Port the buildup safety manual to Markdown

[lukegb]

This will change anyway before we actually start using it, but I figure
it's easier to edit this prose in Markdown rather than in HTML.

This uses a little Jinja helper to automatically markdownify anything
that's included from a Jinja template where the filename ends in .md
before it goes through the templating engine.

[marksteward]

I like this, but it does the opposite of (newly renamed) render_template_markdown. That calls markdown on the Jinja output, while this calls Jinja on the markdown output. We should pick one, and I think I prefer this one but that involves a change in behaviour.

[russss]

Running Jinja on the Markdown output is probably also what we want for the emails (#977), assuming there aren't any showstoppers there.

[marksteward]

The admin email preview code also currently does Jinja-then-markdown, and I'm beginning to think it's the only way it can work.

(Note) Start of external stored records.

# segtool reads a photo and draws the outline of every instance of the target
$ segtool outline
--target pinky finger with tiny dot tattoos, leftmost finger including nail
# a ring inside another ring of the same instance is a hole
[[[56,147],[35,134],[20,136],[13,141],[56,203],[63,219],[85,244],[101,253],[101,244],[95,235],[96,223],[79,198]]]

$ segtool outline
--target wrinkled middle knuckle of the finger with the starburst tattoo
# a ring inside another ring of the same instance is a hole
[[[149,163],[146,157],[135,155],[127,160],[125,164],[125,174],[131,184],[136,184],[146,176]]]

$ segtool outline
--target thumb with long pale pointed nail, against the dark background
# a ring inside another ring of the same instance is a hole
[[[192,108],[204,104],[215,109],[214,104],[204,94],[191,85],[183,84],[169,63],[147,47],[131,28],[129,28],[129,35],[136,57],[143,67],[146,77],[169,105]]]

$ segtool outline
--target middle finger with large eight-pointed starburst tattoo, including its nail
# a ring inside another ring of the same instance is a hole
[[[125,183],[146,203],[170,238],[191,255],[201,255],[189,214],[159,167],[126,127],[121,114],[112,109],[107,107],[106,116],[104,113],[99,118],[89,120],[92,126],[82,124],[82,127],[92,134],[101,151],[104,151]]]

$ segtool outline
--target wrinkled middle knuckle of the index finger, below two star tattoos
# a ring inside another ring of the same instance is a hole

Markdown will wrap every line in paragraphs or <br/>, and (in the email case) apply smart quotes. This applies even within Jinja tags, which you want to be left untouched. On the other hand, Markdown explicitly allows HTML input (in the right context) so calling Jinja first is safe.

[russss]

The email code also currently does Jinja-then-markdown, and I'm beginning to think it's the only way it can work.

Ah yeah, the admin email sending does this, but we don't have an issue with untrusted input there. My gut feeling was that it probably wouldn't work but I hadn't got around to testing it.

[marksteward]

For once I'm not worried about security! By safe, I mean from getting ourselves into an awkward position where we have to escape input or restructure it to work around annoying/confusing behaviour. Markdown-then-Jinja works for static files, so maybe we just drop a warning if there are any Jinja tags inside the included file.

Or we could use a custom block like {% include_markdown ... %}?